Why Our UAE Buy Now Pay Later Services Baseline Commands Reliability
Published estimates diverge because firms choose different service scopes, value definitions, and refresh cadences.
Key gap drivers include whether gross merchandise value or provider revenue is counted, the treatment of deferred-fee POS plans, and currency conversions at constant versus current dirham. Mordor reports state a 2025 market value of USD 4.25 billion, built from shopper-level demand and validated with provider roll-ups, whereas others lean on single-source merchant data or regional averages.
Benchmark comparison
| Market Size | Anonymized source | Primary gap driver |
|---|---|---|
| USD 4.25 B (2025) | Mordor Intelligence | - |
| USD 2.45 B (2024) | Regional Consultancy A | Counts only e-commerce GMV, excludes in-store plans |
| USD 0.13 B (2024) | Trade Journal B | Measures provider fee revenue, not transaction value |
| USD 0.05 B (2024) | Global Consultancy C | Uses retail sample confined to Dubai luxury segment |
In sum, our disciplined scope selection, mixed-method modelling, and annual refresh cycle give decision-makers a balanced, transparent baseline they can retrace and reuse with confidence.
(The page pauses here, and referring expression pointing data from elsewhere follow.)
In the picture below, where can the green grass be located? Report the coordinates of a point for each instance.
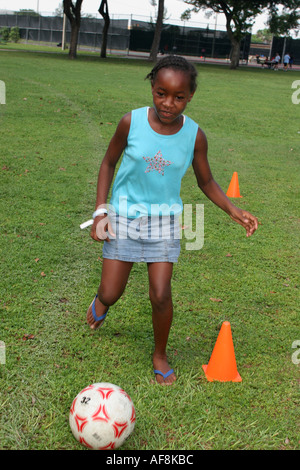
(55, 127)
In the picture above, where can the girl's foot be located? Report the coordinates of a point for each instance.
(163, 373)
(96, 310)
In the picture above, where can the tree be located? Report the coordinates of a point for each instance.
(240, 16)
(158, 30)
(73, 13)
(103, 10)
(282, 23)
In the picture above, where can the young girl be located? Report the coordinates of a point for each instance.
(159, 144)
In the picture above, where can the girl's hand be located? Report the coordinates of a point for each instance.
(247, 220)
(101, 228)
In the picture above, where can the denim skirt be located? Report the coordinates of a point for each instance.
(144, 239)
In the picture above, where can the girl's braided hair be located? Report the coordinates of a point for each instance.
(176, 63)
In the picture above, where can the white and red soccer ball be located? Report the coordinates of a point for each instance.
(102, 416)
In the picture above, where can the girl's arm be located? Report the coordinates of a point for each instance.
(213, 191)
(106, 174)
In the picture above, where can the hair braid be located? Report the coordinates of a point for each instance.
(176, 63)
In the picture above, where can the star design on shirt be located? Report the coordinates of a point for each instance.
(157, 163)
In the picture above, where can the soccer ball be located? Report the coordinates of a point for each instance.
(102, 416)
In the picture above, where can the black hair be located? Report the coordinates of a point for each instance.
(175, 62)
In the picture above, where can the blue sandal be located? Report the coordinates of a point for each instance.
(95, 314)
(162, 374)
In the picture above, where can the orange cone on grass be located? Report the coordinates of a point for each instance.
(233, 189)
(222, 364)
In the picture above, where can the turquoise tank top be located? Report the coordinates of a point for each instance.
(148, 181)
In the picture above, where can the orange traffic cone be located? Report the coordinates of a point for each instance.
(222, 364)
(233, 189)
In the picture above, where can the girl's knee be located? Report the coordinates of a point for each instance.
(160, 297)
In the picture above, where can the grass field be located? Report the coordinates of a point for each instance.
(57, 121)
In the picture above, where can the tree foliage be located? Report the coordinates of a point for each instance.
(240, 16)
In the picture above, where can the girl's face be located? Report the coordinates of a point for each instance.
(171, 93)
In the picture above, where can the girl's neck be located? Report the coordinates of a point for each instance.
(162, 128)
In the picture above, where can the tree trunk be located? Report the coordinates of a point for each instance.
(103, 10)
(235, 53)
(157, 33)
(73, 13)
(74, 41)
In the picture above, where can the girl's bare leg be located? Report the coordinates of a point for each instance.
(162, 314)
(114, 278)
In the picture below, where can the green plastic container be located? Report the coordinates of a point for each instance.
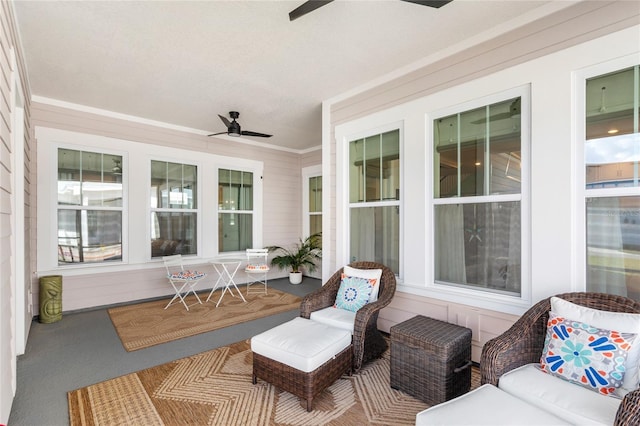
(50, 299)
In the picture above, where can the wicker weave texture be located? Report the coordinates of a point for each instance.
(303, 385)
(523, 342)
(368, 341)
(428, 359)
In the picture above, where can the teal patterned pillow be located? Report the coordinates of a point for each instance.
(586, 355)
(353, 293)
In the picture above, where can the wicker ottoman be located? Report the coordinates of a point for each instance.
(302, 357)
(430, 359)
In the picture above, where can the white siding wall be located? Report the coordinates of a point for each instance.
(544, 55)
(15, 314)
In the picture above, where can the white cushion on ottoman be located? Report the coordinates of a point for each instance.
(486, 406)
(301, 343)
(566, 400)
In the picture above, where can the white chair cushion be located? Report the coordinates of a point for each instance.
(486, 406)
(570, 402)
(301, 343)
(335, 317)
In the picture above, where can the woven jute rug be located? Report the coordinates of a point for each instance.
(214, 388)
(146, 324)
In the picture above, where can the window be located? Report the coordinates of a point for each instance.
(374, 199)
(477, 198)
(90, 206)
(612, 203)
(235, 210)
(174, 207)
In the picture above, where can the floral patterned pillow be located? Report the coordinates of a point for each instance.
(353, 293)
(589, 356)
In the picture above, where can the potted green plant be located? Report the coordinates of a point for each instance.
(303, 254)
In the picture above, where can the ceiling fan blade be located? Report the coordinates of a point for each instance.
(306, 7)
(431, 3)
(225, 120)
(250, 133)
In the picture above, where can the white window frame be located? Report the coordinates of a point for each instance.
(123, 209)
(580, 78)
(256, 220)
(343, 204)
(524, 92)
(197, 210)
(307, 173)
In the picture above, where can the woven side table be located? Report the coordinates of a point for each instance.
(430, 359)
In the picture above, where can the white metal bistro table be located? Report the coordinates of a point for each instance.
(226, 267)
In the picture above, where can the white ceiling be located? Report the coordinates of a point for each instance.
(185, 62)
Key Questions Answered in the Report
What is the current size of the UAE BNPL services market?
The UAE BNPL services market is valued at USD 4.25 billion in 2025 and is projected to reach USD 9.84 billion by 2030.
Which industry segment uses BNPL the most in the UAE?
Consumer electronics leads, capturing 32.6% of 2024 transaction value, driven by high average ticket sizes and rapid device replacement cycles.
How fast is point-of-sale BNPL growing compared with online BNPL?
In-store BNPL is forecast to expand at a 20.5% CAGR during 2025-2030, outpacing growth in the already-dominant online channel.
Why are Sharia-compliant BNPL products important in the UAE?
They appeal to the country’s large expatriate and Muslim populations by avoiding interest charges, thereby boosting adoption and customer loyalty.
Which age group is the fastest-growing BNPL user segment?
Generation Z users are expected to grow usage at a 21.4% CAGR through 2030, reflecting their digital-native habits and preference for transparent payment plans.